Collects the data for each month/year from mazu and add to raster stack that is saved in tmp folder as: n_rasters_points.rdata or s_rasters_points.rdata. And, if it doesn’t already exist, it converts the region shapefile into a raster points file. See ObtainingData.R script for more details.

source("ObtainingData.R") ## UPDATE some file paths with the correct assessment year in ObtainingData.R

## should take ~30 minutes to completely run 

4.5 Function 2

Using the data from the .rdata files created from Function 1 with the ObtainingData.R script, this function calculates status and trend for shoreline ice and ice edge habitat. Data is saved in intermediate (int) folder:

  • Habitat: n_IceEdgeHabitat.csv, s_IceEdgeHabitat.csv
  • Coastal Protection: n_IceShoreProtection.csv, s_IceShoreProtection.csv
ref.years <- 1979:2000
source("Status_Trend.R") # calculates status and trend for shoreline ice and ice edge habitat

4.6 Final calculations and organization

Read in ice edge habitat and ice shore protection csv-format datasets, remove anamolous eez regions with minimal ice cover, remove disputed regions. Bind these datasets and convert to units of km^2. Save seaice health, extent, trend, and extent data.

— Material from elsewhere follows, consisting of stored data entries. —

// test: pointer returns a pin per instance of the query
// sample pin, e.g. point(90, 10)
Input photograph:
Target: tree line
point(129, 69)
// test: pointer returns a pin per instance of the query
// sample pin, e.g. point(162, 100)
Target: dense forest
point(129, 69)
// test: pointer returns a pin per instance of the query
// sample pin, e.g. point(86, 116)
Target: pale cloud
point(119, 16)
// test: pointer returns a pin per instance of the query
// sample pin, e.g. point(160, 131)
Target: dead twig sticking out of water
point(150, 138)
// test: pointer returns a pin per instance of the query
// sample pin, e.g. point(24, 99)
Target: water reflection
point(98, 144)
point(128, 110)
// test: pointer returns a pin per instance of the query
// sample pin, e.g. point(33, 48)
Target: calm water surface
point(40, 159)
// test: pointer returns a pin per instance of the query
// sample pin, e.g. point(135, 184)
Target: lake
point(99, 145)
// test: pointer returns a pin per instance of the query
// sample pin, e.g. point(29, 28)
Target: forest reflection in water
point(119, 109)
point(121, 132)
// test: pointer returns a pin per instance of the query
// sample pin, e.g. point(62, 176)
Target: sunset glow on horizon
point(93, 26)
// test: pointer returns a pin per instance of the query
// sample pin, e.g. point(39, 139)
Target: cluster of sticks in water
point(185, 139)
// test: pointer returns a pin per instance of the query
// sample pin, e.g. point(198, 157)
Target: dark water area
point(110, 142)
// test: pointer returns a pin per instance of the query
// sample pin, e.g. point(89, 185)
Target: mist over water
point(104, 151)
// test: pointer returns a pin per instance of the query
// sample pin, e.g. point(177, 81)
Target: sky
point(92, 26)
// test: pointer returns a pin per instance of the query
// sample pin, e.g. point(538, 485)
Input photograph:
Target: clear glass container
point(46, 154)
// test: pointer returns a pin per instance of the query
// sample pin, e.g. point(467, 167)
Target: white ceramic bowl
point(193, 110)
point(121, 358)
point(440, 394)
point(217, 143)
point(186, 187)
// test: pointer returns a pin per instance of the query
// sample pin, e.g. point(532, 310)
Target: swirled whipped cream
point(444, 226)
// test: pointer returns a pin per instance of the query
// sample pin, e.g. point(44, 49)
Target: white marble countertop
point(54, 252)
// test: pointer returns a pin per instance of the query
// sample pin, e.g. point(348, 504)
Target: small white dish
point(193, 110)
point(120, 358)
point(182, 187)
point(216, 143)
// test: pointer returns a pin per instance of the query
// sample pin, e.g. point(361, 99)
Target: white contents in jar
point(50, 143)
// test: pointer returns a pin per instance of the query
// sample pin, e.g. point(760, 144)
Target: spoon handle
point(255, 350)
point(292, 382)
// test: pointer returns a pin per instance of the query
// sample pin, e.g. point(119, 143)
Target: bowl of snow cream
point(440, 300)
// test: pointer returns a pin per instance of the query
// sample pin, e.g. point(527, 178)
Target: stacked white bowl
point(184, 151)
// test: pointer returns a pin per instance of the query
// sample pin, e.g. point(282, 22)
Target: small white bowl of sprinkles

n_edge <- read.csv("int/n_IceEdgeHabitat_ref1979to2000.csv")
s_edge <- read.csv("int/s_IceEdgeHabitat_ref1979to2000.csv")
edge <- rbind(n_edge, s_edge)
edge  <- edge %>%
  dplyr::filter(Reference_avg1979to2000monthlypixels != 0) %>%
  dplyr::filter(!(rgn_id %in% c(59, 141, 219, 4, 172, 94))) %>%  # anomalous eez regions with very little ice cover
  dplyr::filter(!(rgn_id %in% c("248300","258510","258520","258600","258700"))) %>% # cut due to minimal ice (<200km2/yr - avg of months)
  dplyr::filter(rgn_nam != "DISPUTED") %>%
  dplyr::mutate(habitat="seaice_edge")

n_shore <- read.csv("int/n_IceShoreProtection_ref1979to2000.csv")
s_shore <- read.csv("int/s_IceShoreProtection_ref1979to2000.csv")
shore <- rbind(n_shore, s_shore)
shore <- shore %>%
  dplyr::filter(Reference_avg1979to2000monthlypixels != 0) %>%
  dplyr::filter(!(rgn_id %in% c(59, 89, 177, 178))) %>%  # anomalous eez regions with very little ice cover
  dplyr::filter(rgn_nam != "DISPUTED") %>%
  dplyr::mutate(habitat = "seaice_shoreline")

data <- rbind(edge, shore)
data  <- data %>%
  dplyr::mutate(km2 = Reference_avg1979to2000monthlypixels/12 * (pixel/1000)^2)

write.csv(data, "int/sea_ice.csv", row.names = FALSE)

## Health data
health <- data %>%
  dplyr::filter(rgn_typ == "eez") %>%
  dplyr::select(rgn_id, habitat, dplyr::starts_with("pctdevR")) %>%
  tidyr::gather("year", "health", -(1:2)) %>%
  dplyr::mutate(year = substring(year, 9, 12)) %>%
  dplyr::mutate(year = as.numeric(year)) %>%
  dplyr::mutate(health = ifelse(health > 1, 1, health))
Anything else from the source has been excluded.